There is more than one trend and perhaps that is why there is so much confusion. Every entity has a long , intermediate, and short term trend. If you trade nothing but short term trends you will most likely lose. You should always trade the trend one step above. If you are a short term trader you need to trade in the direction of the intermediate trend. If you are an intermediate term trader you must trade in the direction of the long term trend etc. Sorry, but it works. Add sector analysis to it and you increase your odds even more.
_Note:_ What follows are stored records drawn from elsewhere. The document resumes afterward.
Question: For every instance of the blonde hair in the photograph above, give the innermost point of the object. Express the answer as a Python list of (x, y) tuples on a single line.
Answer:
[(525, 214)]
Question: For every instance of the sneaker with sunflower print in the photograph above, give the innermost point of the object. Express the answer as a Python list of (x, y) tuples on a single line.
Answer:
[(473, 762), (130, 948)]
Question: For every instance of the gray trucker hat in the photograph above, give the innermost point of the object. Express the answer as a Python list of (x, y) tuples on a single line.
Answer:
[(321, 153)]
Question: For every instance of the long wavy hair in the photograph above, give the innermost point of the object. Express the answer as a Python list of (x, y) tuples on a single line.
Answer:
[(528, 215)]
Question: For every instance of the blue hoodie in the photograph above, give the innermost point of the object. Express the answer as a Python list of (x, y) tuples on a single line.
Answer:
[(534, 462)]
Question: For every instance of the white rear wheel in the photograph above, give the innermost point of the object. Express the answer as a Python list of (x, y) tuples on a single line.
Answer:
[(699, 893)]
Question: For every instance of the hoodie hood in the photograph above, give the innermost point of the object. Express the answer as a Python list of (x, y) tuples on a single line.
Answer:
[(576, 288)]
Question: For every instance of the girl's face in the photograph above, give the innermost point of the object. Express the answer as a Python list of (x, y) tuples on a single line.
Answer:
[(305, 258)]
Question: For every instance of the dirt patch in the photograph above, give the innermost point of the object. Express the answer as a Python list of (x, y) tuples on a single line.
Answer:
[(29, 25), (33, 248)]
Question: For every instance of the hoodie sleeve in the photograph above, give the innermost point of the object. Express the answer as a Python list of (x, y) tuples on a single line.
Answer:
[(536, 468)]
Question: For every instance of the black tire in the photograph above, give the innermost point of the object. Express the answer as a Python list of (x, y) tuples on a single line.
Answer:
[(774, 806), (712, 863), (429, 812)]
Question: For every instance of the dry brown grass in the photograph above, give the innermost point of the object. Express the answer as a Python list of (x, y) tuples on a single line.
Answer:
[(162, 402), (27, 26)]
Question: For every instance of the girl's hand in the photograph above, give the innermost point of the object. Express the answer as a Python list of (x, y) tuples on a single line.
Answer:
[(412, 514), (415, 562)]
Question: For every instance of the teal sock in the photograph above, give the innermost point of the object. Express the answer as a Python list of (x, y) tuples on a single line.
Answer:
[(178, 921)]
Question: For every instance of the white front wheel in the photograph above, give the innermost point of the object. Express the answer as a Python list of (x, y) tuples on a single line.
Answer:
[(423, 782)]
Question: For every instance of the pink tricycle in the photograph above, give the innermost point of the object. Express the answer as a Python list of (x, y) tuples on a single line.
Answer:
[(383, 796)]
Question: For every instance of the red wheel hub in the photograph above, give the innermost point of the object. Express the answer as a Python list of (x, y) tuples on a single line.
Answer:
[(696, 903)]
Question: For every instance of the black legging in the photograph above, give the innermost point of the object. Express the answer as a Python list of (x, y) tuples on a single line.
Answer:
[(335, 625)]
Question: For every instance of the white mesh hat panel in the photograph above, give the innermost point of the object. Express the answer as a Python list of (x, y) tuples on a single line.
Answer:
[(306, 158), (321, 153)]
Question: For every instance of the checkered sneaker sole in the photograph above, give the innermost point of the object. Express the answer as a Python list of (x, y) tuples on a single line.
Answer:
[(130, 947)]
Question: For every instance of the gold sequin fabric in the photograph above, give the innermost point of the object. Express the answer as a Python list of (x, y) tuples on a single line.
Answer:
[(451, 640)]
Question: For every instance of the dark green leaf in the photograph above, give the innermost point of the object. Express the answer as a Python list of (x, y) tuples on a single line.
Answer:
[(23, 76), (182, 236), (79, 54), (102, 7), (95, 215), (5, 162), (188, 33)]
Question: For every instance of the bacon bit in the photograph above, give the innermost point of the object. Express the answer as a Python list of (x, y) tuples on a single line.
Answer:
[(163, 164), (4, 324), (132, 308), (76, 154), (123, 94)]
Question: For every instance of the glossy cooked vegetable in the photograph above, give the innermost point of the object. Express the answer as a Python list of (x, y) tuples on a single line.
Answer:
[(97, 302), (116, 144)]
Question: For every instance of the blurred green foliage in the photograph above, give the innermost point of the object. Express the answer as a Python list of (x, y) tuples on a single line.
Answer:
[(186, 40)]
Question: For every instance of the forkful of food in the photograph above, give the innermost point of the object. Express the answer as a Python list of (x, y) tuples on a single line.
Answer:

why? my understanding of trend following is that one waits for the trend to change prior to closing the position. JWH has been waiting a long long time for an example. Watch the leading evangelist of trend following preach the gospel: http://www.youtube.com/watch?v=49aRW-d1-hE If you want to change the method, you should call it something else. regards
Yes it does work. I think some people are just better at it than others. That the majority cannot do it should not negate it. Marketsurfer seems to be making a point that most trendfollowers lose when chasing momentum. That is true too.
Absolutely because when one can define a current trend, part of that trend is the pullback in that trend. In a Bull Trend, price has to make a support oscillation that is a HL so it can to back up and make a new (HH) resistance top and continue that current trend. This sustains that trend. In a Bear Trend, price has to make a resistance oscillation that is a LH so it can to back down and make a new (LL) support bottom and continue that current trend. This sustains that trend. We all, even smurf, understand that a Bull Trend is price making HH/HL/HH/HL/HH etc. and a Bear Trend is price making LH/LL/LH/LL/LH etc. but the rub is that most traders, because they can't define specific parameters that make up "A" trend, forget that the pull back in the trend is as important as the trend itself because IT IS what SUSTAINS the TREND.
If you believe that momentum EXISTS within the market then you have to believe that trend following can work. Trend following is nothing more than a form of long term momentum.